JPMorgan: Every Investor Class Is Now All-In Stocks

Courtesy of ZeroHedge. View original post here.

A funny thing happened as the so-called experts were looking for signs of retail euphoria (and repeatedly were unable to find it): everyone got all-in equities… and not just retail investors and US households, but mutual funds, hedge funds, pensions, systematic, and sovereign wealth funds.

As JPMorgan calculated when looking at the equity positioning of the main types of investors, “allocations are near historical highs, not leaving much room for further increases.” How historic?

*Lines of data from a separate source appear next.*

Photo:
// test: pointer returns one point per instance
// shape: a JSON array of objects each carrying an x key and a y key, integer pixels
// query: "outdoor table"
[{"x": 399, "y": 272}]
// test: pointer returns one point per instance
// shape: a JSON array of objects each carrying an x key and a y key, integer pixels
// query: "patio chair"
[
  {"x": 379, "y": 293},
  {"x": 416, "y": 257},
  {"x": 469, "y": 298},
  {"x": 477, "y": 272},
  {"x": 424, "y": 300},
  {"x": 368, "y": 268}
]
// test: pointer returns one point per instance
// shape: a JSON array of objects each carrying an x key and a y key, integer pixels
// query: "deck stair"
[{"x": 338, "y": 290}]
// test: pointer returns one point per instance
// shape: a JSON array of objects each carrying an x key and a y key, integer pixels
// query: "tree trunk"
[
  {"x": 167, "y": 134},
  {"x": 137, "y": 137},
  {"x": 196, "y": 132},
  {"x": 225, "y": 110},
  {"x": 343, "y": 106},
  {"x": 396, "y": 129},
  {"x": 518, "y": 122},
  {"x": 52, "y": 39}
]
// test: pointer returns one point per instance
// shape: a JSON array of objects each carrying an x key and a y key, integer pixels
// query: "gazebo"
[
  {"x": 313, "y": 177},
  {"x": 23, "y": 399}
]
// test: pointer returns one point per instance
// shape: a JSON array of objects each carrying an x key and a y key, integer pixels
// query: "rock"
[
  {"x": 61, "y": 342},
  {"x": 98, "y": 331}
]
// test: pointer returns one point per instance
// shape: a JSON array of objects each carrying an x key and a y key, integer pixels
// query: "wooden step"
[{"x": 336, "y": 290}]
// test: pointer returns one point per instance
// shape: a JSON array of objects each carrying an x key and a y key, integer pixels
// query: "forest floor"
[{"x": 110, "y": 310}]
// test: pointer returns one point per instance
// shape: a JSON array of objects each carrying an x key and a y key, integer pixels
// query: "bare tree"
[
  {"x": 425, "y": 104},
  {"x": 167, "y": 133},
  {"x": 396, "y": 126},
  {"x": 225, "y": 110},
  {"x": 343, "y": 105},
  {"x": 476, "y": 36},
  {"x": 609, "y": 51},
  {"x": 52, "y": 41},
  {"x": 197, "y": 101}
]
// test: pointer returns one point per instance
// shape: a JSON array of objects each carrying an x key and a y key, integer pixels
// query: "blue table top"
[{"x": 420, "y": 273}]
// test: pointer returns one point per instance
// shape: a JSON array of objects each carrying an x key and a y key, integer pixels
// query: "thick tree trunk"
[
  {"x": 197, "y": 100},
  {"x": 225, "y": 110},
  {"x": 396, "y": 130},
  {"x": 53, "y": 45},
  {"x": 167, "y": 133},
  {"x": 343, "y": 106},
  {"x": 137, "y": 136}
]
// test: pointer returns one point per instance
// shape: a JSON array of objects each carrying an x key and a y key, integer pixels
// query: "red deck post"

Starting with retail investors one can notice that margin debt (measured as percentage of market capitalization) is at its highest point ever, which includes the 2000 tech bubble episode. The percentage of US household wealth in equities is in its 94th percentile and above its 2007 peak, but slightly below 2000 levels. Sovereign wealth funds and US mutual funds are also near record levels. Pension Fund allocations appear to be in the 88% percentile, although there is some uncertainty around this number in adjusting for private asset and HF holdings. Global Hedge Funds’ allocation (as measured by equity beta) are also near record highs, and Equity Hedge funds’ allocation in their 93rd percentile (since 2005).

Why does this matte? Because with everyone already long stocks, there is no marginal buyer left, or as JPM puts it, “there is only so much the market can rally if equity investors are already near maximal allocations.”

And with increasingly more traders and momentum-chasers shifting away from the manipulated arena of stock trading, and on to cryptocurrencies, one can understand why both commercial and central banks – in addition to Jamie Dimon of course, who is “richer than you äre” only as long as you trade those instruments in which he makes markets – hate the best performing asset class of 2017.